サーバー管理者のログイン、またはコピーするデータベースを作成したログインを使用して、master データベースにログインします。 データベースのコピーを成功させるには、サーバー管理者ではないログインが dbmanager ロールのメンバーによるものである必要があります。

このコマンドは、Database1 を、pool1 という名前のエラスティック プール内の Database2 という名前の新しいデータベースにコピーします。 データベースのサイズに応じて、コピー操作の完了に時間がかかる場合があります。

Database1 には、単一データベースまたはプールされたデータベースを指定できます。 異なる層のプール間のコピーはサポートされていますが、一部の層間のコピーは失敗します。 たとえば、単一またはエラスティックの Standard データベースは汎用プールにコピーできますが、エラスティックの Standard データベースを Premium プールにコピーすることはできません。

-- Execute on the master database to start copying
CREATE DATABASE Database2
AS COPY OF Database1
(SERVICE_OBJECTIVE = ELASTIC_POOL( name = pool1 ));

別のサーバーへのコピー

新しいデータベースを作成するターゲット サーバーの master データベースに接続します。 コピー元の サーバーのコピー元データベースのデータベース所有者と同じ名前とパスワードを持つログインを使用します。 また、ターゲット サーバーでのログインは、dbmanager ロールのメンバーであるか、またはサーバー管理者のログインである必要があります。

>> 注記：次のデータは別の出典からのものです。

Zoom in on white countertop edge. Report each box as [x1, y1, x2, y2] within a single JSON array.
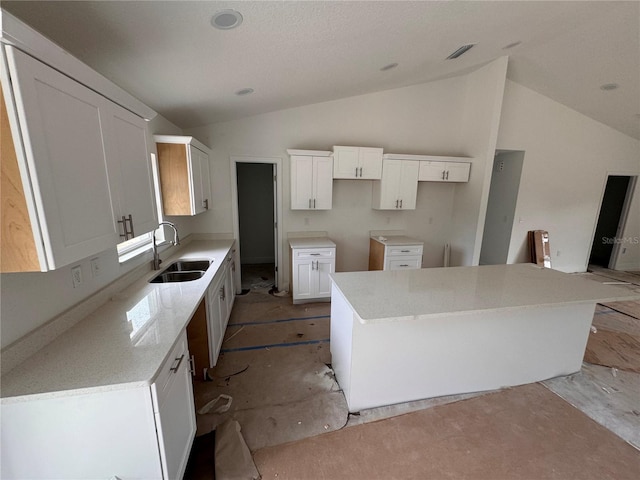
[[0, 240, 235, 404]]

このコマンドは、server1 上の Database1 を、server2 上の Database2 という新しいデータベースにコピーします。 データベースのサイズに応じて、コピー操作の完了に時間がかかる場合があります。

-- Execute on the master database of the target server (server2) to start copying from Server1 to Server2
CREATE DATABASE Database2 AS COPY OF server1.Database1;

重要

両方のサーバーのファイアウォールは、T-SQL CREATE DATABASE ...AS COPY OF コマンドを発行するクライアントの IP からの受信接続を許可するように構成する必要があります。 現在の接続の送信元 IP アドレスを確認するには、SELECT client_net_address FROM sys.dm_exec_connections WHERE session_id = @@SPID; を実行します。

Note

T-SQL を使用したデータベース コピーは、プライベート エンドポイント経由で宛先サーバーに接続するときはサポートされません。 プライベート エンドポイントが構成されているが、パブリック ネットワーク アクセスが許可されている場合、SQL 認証を使用するパブリック IP アドレスからコピー先サーバーに接続されていると、データベース コピーはサポートされます。 コピー操作が完了したら、パブリック アクセスを拒否してください。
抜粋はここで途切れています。